Otras miradas

Mea culpa

Helena Sotoca

Divulgadora de arte en Femme Sapiens

Mea culpa
Una mujer con kufiya marcha en el 75 Aniversario de la Nakba coincidiendo con la escalada de violencia en la franja de Gaza, a 14 de mayo de 2023, en Madrid (España). Matias Chiofalo / Europa Press

Supongo que no es suficiente con entonar el mea culpa, porque a estas alturas ya he aprendido que la culpa no sirve para nada si no sacamos algo en claro de ella.
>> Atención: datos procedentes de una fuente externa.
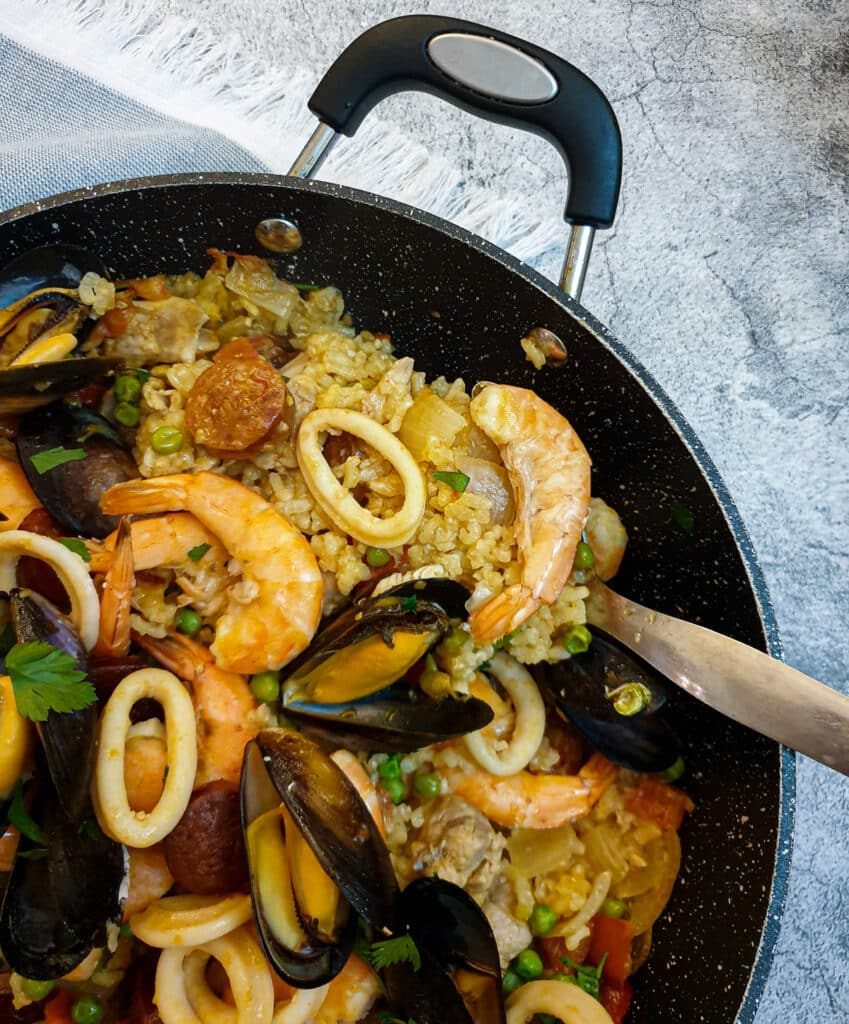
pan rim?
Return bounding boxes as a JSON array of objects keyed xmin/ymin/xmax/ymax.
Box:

Pero después de un par de semanas centrifugada entre cientos de informaciones sobre el sufrimiento palestino, me planto aquí mareada no para escribir sobre el tema, del que no tengo demasiada idea —o al menos no demasiado original— más allá de mi posición firme por los derechos humanos de este pueblo acorralado y asesinado; sino más bien para hacer una reflexión sobre cómo presiento que muchas personas estamos viviendo desde aquí el conflicto.
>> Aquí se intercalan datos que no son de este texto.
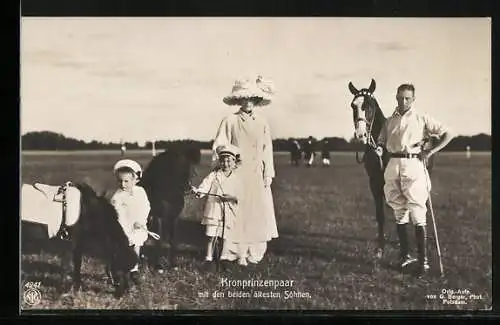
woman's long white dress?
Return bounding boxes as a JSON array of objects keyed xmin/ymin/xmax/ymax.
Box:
[{"xmin": 213, "ymin": 110, "xmax": 278, "ymax": 263}]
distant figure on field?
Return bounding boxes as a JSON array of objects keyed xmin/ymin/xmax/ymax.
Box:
[{"xmin": 304, "ymin": 136, "xmax": 316, "ymax": 167}]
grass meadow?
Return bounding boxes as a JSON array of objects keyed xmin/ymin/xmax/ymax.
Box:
[{"xmin": 21, "ymin": 152, "xmax": 492, "ymax": 310}]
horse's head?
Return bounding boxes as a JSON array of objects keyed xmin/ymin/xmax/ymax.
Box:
[
  {"xmin": 349, "ymin": 79, "xmax": 378, "ymax": 144},
  {"xmin": 76, "ymin": 184, "xmax": 137, "ymax": 279}
]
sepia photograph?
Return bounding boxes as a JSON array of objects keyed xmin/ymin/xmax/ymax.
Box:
[{"xmin": 19, "ymin": 17, "xmax": 493, "ymax": 314}]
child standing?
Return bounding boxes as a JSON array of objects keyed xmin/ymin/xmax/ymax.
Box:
[
  {"xmin": 111, "ymin": 159, "xmax": 150, "ymax": 276},
  {"xmin": 192, "ymin": 145, "xmax": 241, "ymax": 263}
]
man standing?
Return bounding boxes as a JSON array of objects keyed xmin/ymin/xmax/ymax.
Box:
[{"xmin": 377, "ymin": 84, "xmax": 452, "ymax": 275}]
Cuando todo estalló, pensé: "mierda, otra vez". Tengo treinta años, así que tengo recuerdos desde bien pequeña en los que en la televisión y en mi casa se hablaba sobre el conflicto. Recuerdo informaciones poco profundas pero también claras: es el pueblo palestino el que está sufriendo el abuso de poder de Israel. Nunca recibí la idea de equidistancia, así que, sin entender muy bien qué es lo que estaba pasando, más allá de que había un conflicto armado entre gente con muchos recursos y gente con muy pocos que estaba tratando de defenderse, yo tenía clara mi posición.

Luego llegó la adolescencia y el capitalismo se volvió a pasar el juego de la frivolidad. A través de mecanismos que aún no logro entender, en los 2000 se puso de moda entre adolescentes y jóvenes llevar el pañuelo palestino alrededor del cuello. Posiblemente todo comenzó como una expresión genuina de la izquierda para mostrar su apoyo al pueblo palestino. Se convirtió incluso en un símbolo identitario e ideológico. Pero pronto el sentido se disolvió en la inmensidad de los bazares, en los que vendían la prenda en todos los colores, incluidos el verde y el amarillo fosforito.
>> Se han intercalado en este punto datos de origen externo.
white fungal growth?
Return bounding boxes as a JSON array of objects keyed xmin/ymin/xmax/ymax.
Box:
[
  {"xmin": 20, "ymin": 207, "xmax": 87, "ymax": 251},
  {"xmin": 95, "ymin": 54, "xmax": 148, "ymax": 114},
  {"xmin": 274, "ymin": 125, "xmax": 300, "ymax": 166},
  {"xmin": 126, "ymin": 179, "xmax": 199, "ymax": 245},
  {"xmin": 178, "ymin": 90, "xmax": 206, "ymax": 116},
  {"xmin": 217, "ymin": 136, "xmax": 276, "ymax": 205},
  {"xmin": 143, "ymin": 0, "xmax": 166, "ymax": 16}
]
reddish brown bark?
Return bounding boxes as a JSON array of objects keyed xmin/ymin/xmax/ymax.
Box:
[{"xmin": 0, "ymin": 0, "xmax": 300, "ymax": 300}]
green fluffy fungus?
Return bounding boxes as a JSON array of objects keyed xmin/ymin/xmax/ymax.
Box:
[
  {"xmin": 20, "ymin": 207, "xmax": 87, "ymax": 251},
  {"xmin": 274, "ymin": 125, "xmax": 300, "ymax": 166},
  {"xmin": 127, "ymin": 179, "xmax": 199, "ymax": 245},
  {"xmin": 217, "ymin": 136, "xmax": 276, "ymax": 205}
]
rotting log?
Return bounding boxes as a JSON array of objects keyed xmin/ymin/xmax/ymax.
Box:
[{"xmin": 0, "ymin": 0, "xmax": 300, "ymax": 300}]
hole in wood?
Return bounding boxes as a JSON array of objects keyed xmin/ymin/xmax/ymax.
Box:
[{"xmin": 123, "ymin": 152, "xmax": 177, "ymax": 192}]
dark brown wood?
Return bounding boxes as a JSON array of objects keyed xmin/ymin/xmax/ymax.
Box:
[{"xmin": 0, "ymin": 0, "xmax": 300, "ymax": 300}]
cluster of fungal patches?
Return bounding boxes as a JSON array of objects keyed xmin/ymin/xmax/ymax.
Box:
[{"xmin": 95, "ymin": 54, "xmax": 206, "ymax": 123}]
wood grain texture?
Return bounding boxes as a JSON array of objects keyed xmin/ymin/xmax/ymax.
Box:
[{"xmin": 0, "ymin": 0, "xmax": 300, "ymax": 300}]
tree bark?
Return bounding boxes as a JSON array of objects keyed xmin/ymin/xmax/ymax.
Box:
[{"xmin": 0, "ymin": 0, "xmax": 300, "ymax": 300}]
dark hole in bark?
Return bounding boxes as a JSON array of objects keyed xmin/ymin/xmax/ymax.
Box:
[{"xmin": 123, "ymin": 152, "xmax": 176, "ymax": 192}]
Recuerdo un verano en el que hice un curso intensivo de inglés en el British Council de Somosaguas. Imaginad el percal de compañeros: chicos y chicas procedentes de familias con muchísimo dinero y, sobre todo, de derechas. Muy a la derecha. Y allí estaban ellas, con sus perlas enormes en las orejas, su colgante de elefante casi asfixiándolas (¿os acordáis?) y el pañuelo palestino rosa decorando su pecho y sus hombros. Y utilizo la palabra "decorando" con plena conciencia, esa que les faltaba a aquellas personas —y también a mí— sobre el verdadero significado de la kufiya.

Ya de adulta he ido recibiendo de forma más o menos pasiva informaciones más completas de las que tenía cuando era una niña. Cada vez que se reactivaba el conflicto lo suficiente como para que la prensa lo volviera a colocar en primera página, yo leía artículos y noticias, miraba debates en televisión. En fin, me iba acercando a la causa de una manera que pretendía profundidad y seriedad, buscando esa empatía que siempre ha estado mermada en proporción a los kilómetros que me separan de una tragedia. Así de egoísta soy. Mea culpa.

Y ahora, las redes sociales. Las personas a las que sigo escriben parrafadas de opinión personal sobre el tema, intentando, me imagino, no sentir esta culpa. Como diciendo al mundo: "Yo me posiciono". Pero cuando leo, no encuentro nada nuevo, es como volver en el tiempo a mi niñez, como si la Helena de siete años hubiera tenido Instagram y hubiera dicho al mundo que sabe que no se puede ser equidistante, que hay un opresor y un oprimido. Navego entre artículos con títulos similares y pretenciosos: Las 5 claves para entender el conflicto palestino-israelí y vídeos que exponen a niños llenos de polvo y sangre después de un bombardeo. Y yo, os lo digo de verdad, no sé qué es lo que tengo que hacer. ¿Es que acaso mi voz es importante aquí? Así que me paralizo, por miedo a ser frívola, por miedo a ser simple como una niñita de 7 años, y me callo. Mea maxima culpa.